Paecilomyces sinclairiis (PS) is known as a functional food or human health supplement. However concerns have been raised about its kidney toxicity. This study was performed to investigate the kidney toxicity of PS by 13 week-oral administration to rats. Blood urea nitrogen (BUN), serum creatinine, and kidney damage biomarkers including beta-2-microglobulin (${\beta}2m$), glutathione S-transferase alpha (GST-${\alpha}$), kidney injury molecule 1 (KIM-1), tissue inhibitor of matrix metalloproteinase 1 (TIMP-1), vascular endothelial growth factor (VEGF), calbindin, clusterin, cystatin C, neutrophil gelatinase-associated lipocalin (NGAL) and osteopontin were measured during or after the treatment of PS. BUN, creatinine and kidney damage biomarkers in serum were not changed by PS. However, kidney cell karyomegaly and tubular hypertrophy were observed dose-dependently with higher severity in males.
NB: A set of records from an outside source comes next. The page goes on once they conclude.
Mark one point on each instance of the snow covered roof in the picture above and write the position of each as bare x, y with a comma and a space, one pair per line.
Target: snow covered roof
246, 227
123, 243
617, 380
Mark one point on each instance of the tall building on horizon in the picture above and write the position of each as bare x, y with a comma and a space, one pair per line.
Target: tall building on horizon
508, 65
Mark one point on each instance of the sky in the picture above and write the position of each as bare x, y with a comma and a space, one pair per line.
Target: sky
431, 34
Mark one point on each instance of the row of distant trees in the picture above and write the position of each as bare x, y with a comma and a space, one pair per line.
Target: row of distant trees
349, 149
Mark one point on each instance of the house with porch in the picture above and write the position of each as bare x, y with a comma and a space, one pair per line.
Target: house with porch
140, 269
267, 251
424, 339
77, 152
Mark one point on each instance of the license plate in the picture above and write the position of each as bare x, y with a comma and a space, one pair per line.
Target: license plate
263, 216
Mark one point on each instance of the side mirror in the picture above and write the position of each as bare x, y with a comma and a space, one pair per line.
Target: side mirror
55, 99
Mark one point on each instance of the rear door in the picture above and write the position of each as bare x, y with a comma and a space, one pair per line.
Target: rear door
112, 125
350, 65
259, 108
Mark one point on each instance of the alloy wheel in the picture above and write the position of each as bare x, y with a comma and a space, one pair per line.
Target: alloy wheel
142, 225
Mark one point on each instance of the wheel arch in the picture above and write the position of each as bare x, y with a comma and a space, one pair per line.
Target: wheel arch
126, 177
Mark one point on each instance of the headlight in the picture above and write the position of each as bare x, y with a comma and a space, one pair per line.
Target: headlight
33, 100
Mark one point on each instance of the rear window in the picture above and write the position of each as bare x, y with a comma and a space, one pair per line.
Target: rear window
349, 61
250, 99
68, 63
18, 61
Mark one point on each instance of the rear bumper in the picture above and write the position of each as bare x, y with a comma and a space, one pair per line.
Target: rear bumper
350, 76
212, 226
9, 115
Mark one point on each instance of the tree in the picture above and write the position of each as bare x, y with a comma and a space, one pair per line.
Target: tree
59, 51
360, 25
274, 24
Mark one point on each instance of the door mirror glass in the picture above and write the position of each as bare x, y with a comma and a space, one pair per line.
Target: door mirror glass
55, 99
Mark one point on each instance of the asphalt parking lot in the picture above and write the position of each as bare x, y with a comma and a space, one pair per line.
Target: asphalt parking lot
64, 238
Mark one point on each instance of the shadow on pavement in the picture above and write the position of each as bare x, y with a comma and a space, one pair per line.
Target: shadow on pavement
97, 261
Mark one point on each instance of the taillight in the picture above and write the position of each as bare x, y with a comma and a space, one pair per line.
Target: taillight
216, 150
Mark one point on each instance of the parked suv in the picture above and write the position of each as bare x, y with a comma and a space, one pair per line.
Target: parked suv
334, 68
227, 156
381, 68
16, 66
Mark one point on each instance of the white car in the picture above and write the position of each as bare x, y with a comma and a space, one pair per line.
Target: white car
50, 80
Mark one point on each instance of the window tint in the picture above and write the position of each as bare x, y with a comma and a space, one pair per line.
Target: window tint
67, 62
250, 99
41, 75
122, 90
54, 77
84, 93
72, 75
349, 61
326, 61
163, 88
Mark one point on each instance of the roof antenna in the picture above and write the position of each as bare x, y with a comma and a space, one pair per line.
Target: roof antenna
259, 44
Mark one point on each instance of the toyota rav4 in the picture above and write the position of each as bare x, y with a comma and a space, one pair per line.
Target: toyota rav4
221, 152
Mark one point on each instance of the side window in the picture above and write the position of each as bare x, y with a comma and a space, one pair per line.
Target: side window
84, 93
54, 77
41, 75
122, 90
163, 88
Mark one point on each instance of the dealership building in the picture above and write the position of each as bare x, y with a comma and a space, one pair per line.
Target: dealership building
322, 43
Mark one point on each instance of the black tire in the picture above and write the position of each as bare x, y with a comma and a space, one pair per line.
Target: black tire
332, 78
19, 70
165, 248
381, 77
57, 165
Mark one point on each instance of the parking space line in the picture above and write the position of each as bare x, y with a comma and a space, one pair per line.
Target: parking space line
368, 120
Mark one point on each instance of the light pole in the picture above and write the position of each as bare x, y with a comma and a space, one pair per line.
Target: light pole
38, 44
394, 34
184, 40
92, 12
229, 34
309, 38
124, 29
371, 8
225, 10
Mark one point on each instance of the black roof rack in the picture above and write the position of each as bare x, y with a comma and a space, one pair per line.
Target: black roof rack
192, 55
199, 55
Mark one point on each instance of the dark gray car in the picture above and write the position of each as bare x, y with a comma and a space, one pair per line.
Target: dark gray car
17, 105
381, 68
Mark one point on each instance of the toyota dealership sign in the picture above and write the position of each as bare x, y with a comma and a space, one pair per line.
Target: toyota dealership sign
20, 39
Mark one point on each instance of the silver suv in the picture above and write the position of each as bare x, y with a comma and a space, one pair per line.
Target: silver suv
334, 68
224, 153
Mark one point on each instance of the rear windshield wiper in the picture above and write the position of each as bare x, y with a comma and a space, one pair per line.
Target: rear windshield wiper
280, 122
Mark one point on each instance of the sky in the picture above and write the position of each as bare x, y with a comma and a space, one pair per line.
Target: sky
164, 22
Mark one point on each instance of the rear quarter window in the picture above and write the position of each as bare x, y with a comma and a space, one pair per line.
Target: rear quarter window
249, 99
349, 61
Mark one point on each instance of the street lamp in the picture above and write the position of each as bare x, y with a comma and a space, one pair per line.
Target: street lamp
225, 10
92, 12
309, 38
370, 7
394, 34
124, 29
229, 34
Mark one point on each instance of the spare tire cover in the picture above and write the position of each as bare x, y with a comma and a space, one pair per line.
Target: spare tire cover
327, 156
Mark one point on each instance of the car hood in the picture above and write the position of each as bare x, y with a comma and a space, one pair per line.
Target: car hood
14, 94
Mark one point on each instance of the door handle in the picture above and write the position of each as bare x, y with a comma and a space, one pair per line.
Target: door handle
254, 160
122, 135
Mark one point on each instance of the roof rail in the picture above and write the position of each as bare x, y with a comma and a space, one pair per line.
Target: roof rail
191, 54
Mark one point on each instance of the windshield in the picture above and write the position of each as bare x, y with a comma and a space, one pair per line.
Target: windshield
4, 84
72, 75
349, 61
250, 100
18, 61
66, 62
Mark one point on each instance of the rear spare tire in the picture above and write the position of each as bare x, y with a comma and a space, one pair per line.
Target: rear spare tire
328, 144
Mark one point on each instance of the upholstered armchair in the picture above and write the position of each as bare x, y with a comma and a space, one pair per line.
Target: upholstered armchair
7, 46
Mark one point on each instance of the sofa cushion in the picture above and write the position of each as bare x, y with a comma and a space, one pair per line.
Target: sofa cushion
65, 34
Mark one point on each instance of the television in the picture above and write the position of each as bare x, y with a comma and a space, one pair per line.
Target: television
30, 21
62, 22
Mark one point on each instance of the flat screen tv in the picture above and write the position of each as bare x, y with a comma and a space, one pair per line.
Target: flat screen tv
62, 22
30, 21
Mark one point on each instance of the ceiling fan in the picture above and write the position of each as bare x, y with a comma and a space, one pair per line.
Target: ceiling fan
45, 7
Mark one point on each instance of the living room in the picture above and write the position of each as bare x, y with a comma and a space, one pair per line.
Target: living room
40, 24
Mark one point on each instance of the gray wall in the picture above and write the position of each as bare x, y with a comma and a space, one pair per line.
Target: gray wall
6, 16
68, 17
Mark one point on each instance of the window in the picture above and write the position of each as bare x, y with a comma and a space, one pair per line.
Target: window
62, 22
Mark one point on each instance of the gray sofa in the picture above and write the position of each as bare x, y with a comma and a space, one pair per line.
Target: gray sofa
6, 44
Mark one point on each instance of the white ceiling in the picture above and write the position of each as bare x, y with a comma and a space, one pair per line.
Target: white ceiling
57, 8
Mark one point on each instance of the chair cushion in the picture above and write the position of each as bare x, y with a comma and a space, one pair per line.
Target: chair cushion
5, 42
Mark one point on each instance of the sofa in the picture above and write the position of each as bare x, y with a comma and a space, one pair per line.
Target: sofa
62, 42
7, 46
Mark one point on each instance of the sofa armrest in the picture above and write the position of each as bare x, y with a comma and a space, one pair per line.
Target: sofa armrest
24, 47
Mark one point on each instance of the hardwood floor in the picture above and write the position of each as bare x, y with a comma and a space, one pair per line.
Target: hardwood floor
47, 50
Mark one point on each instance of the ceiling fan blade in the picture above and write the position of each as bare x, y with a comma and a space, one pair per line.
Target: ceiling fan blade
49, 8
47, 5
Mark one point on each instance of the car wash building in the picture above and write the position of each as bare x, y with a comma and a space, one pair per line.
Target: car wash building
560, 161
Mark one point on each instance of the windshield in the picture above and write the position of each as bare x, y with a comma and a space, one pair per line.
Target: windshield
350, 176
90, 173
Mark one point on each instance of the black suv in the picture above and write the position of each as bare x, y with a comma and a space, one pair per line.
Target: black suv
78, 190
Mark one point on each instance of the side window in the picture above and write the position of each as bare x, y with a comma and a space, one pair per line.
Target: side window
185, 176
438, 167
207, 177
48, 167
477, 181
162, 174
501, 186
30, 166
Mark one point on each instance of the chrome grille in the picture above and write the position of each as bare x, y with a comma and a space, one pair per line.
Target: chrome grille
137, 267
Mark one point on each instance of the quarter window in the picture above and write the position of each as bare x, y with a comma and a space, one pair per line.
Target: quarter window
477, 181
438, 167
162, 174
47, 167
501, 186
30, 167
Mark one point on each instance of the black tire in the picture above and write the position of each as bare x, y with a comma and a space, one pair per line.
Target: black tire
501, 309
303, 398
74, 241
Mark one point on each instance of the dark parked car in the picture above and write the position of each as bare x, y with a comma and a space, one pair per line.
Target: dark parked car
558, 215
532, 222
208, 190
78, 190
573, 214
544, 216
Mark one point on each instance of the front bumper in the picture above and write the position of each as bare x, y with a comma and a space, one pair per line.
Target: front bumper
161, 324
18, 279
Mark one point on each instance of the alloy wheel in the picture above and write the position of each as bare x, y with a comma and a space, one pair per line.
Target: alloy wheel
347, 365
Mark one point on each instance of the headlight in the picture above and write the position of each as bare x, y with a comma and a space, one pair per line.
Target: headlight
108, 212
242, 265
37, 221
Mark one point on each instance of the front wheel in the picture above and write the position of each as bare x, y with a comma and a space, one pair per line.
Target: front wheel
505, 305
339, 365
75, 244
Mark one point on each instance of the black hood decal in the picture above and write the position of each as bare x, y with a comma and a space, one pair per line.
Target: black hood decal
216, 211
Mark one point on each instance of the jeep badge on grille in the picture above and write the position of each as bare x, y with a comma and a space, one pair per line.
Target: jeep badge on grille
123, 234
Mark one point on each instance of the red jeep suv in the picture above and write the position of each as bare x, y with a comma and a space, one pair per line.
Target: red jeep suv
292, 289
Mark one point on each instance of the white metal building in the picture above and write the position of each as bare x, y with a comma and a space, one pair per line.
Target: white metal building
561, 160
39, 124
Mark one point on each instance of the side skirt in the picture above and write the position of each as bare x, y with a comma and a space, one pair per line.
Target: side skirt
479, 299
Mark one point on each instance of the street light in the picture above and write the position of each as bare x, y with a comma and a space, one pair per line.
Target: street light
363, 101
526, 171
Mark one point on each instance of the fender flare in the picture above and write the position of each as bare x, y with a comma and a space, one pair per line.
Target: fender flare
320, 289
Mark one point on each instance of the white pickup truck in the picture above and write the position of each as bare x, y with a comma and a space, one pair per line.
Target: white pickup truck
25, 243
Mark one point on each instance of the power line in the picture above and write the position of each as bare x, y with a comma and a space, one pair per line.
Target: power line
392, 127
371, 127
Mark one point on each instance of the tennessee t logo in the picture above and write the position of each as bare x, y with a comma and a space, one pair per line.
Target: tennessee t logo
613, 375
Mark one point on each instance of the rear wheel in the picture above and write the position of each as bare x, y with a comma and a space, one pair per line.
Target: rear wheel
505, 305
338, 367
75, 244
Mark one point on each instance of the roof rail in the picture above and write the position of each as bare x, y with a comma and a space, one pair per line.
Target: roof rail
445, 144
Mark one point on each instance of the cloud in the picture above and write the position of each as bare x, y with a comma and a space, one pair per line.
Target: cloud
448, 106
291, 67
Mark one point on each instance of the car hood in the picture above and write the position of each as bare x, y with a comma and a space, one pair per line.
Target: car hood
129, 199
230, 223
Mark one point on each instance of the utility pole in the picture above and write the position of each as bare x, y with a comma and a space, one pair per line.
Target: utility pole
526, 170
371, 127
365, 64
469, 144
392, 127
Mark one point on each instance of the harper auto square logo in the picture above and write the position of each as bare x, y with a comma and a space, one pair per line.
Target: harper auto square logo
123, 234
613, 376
KIM-1, TIMP-1 and osteopontin in kidney and urine were increased dose dependently in male or at the highest dose in female rats. Increased urinary osteopontin by PS was not recovered at 2 weeks of post-exposure in both genders. Cystatin C in kidney was decreased at all treatment groups but inversely increased in urine. The changes in kidney damage biomarkers were more remarkable in male than female rats. These data indicate that the PS may provoke renal cell damage and glomerular filtration dysfunction in rats with histopathological lesions and change of kidney damage biomarkers in kidney or urine. Kidney and urinary KIM-1 and cystatin C were the most marked indicators, while kidney weight, BUN and creatinine and kidney damage biomarkers in serum were not influenced.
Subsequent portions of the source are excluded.